Two other defendants were sentenced to life in prison for their roles in the 1987-88 crackdown, known as Operation Anfal. A sixth defendant was acquitted for lack of evidence. Death sentences are automatically appealed.

The verdicts were handed down at the end of a trial that began last Aug. 21. Witnesses testified that Iraqi government forces indiscriminately attacked women and children, burned crops, killed livestock and rounded up civilians into detention camps in a campaign to exterminate the restive Kurdish minority.

“Now, I bring my family good news that Chemical Ali is to be hanged for killing them, thus their spirits will rest in peace,” said Kamal Hawramani, 37.
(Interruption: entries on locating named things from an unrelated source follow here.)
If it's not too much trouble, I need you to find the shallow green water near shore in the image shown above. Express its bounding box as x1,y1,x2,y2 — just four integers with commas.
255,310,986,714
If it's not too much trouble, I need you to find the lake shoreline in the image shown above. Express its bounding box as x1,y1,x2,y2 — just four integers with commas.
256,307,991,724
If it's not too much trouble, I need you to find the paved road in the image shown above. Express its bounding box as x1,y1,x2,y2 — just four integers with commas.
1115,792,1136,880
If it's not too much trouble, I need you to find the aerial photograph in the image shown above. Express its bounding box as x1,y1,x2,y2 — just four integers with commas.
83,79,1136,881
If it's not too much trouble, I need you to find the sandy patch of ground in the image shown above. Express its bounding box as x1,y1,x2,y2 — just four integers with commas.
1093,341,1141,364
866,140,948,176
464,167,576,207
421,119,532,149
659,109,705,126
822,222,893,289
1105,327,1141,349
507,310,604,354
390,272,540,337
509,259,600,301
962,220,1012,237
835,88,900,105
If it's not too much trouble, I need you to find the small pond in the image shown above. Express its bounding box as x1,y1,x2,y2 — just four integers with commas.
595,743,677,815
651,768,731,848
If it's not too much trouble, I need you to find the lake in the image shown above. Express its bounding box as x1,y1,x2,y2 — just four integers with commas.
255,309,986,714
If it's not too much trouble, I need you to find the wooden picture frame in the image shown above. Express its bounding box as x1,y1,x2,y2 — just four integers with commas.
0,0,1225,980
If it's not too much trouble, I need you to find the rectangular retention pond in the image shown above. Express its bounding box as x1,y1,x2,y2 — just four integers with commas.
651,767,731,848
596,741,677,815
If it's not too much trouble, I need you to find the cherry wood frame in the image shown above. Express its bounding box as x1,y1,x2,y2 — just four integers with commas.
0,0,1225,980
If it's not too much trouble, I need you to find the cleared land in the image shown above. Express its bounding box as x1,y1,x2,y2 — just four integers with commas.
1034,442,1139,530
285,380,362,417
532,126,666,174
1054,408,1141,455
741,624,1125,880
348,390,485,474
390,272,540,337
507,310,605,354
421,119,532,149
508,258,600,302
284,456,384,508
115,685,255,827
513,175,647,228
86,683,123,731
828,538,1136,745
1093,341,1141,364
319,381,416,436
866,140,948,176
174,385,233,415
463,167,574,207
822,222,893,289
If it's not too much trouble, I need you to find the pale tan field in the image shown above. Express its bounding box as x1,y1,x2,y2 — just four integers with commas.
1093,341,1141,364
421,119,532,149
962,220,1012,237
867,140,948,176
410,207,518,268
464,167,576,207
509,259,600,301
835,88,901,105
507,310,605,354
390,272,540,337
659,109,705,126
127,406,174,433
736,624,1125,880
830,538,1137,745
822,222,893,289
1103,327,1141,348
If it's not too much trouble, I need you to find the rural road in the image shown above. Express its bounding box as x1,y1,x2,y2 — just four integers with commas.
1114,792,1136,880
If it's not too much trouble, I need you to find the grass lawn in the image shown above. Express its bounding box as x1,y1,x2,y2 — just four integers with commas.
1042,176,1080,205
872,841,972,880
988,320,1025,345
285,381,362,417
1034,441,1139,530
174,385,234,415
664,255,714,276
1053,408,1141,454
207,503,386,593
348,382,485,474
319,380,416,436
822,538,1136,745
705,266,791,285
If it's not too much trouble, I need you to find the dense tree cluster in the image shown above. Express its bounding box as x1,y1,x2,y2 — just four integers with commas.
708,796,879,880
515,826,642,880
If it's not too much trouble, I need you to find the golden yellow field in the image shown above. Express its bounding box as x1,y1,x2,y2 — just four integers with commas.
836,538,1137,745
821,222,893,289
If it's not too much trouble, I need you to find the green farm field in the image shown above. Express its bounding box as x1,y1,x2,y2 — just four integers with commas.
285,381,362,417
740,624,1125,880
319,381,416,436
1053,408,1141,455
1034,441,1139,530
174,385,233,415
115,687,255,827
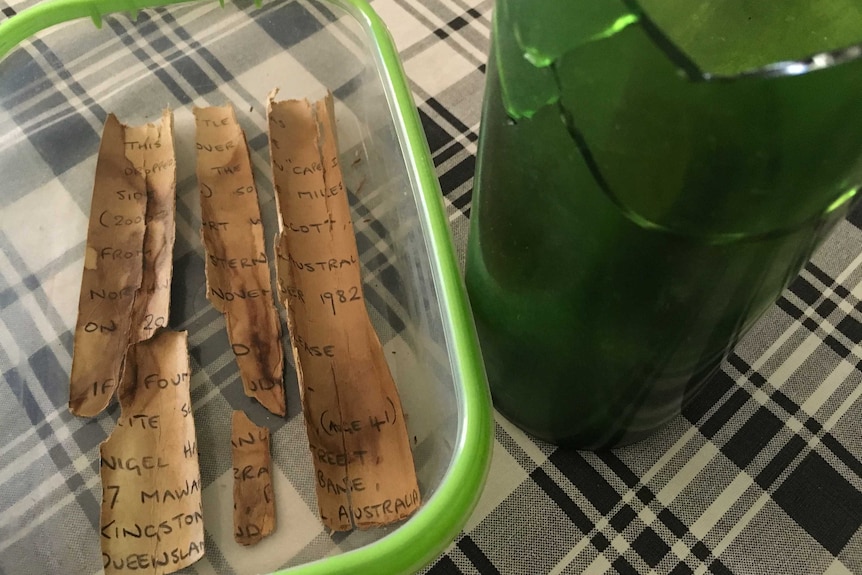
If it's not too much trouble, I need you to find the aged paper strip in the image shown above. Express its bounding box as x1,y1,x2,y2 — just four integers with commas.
101,330,204,575
194,105,285,415
230,411,275,545
69,110,176,417
267,94,420,530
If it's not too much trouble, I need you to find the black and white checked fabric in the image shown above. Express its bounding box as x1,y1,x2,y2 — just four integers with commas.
0,0,862,575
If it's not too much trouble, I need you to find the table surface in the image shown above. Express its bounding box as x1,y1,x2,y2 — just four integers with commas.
0,0,862,575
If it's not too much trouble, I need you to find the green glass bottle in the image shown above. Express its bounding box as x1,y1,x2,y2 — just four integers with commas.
466,0,862,449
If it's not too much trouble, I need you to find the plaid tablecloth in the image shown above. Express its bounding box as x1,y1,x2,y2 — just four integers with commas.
0,0,862,575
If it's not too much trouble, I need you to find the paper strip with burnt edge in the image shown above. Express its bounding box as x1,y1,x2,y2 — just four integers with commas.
230,411,275,545
100,330,204,575
194,105,285,415
267,94,420,530
69,110,176,416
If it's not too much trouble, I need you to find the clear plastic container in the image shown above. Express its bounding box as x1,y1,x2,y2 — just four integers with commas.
0,0,492,574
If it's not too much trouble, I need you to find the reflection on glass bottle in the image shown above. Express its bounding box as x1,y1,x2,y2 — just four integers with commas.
467,0,862,448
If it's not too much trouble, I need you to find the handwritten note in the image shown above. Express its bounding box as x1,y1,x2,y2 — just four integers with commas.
69,110,176,417
101,331,204,575
194,105,285,415
230,411,275,545
125,110,177,343
267,94,420,530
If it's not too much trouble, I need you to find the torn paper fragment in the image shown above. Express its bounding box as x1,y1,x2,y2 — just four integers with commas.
267,95,420,530
125,110,177,343
230,411,275,545
69,114,147,417
194,105,285,415
100,330,204,575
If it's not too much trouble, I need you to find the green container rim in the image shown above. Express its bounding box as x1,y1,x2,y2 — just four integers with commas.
0,0,493,575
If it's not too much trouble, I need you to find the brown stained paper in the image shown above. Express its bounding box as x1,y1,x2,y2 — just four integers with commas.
230,411,275,545
101,331,204,575
267,94,420,530
194,105,285,415
125,110,177,343
69,114,147,417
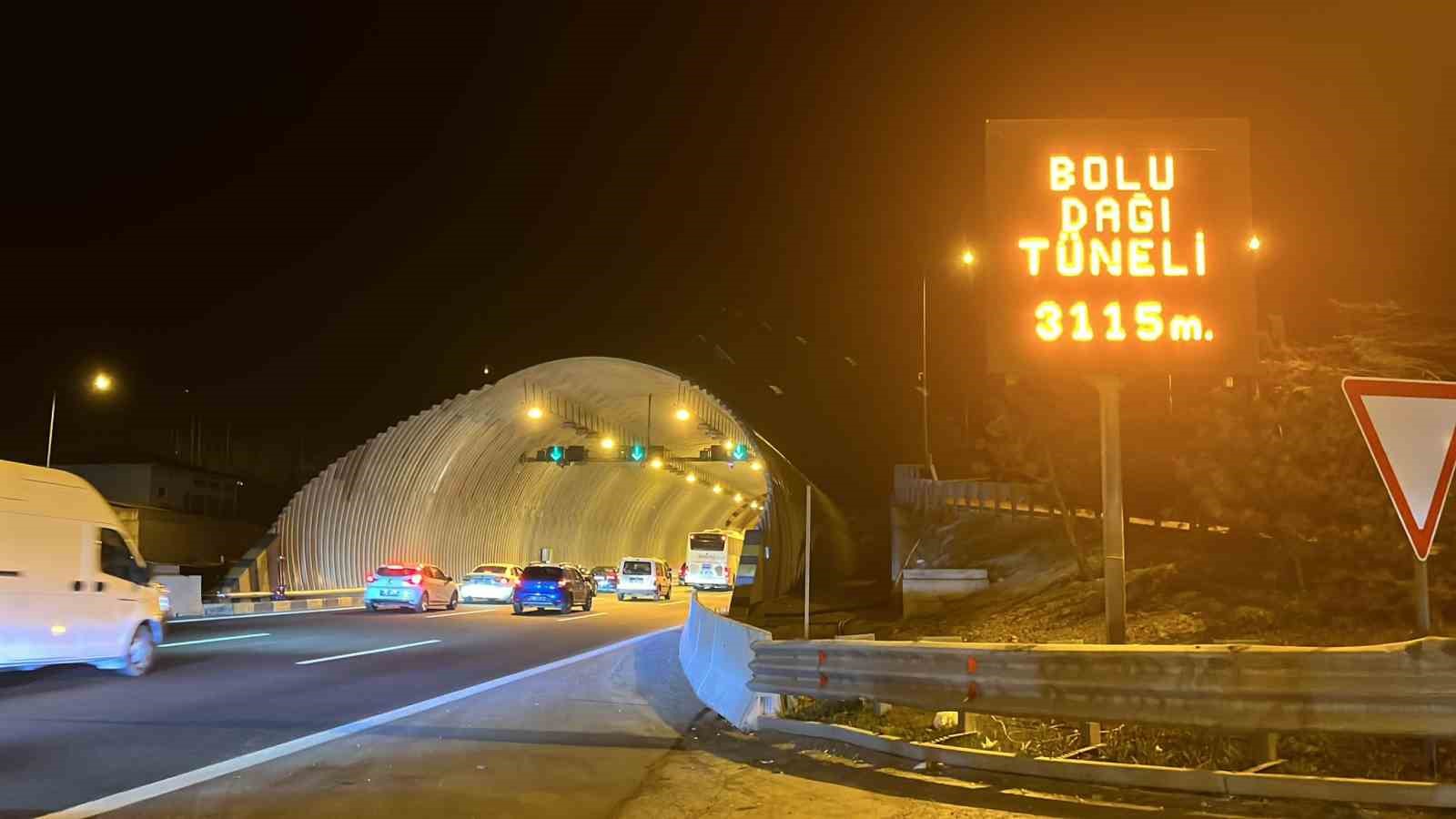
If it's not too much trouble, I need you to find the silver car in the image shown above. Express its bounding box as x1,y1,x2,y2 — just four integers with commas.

For many Kurds, the joy over the verdicts was tempered by the fact that the main defendant – Hussein – had gone to the gallows before the Anfal trial was completed. The ousted president was hanged Dec. 30 for his role in the deaths of more than 140 Shiite Muslims in Dujayl.

The defendants insisted they were defending the nation against Kurdish guerrillas who had sided with Iran during the bloody eight-year war.

Also sentenced to death were Sultan Hashim Ahmad al-Tai, the former defense minister who led the Iraqi delegation at the cease-fire talks that ended the 1991 Gulf War, and Hussein Rashid Mohammed, a former deputy director of operations for the Iraqi armed forces.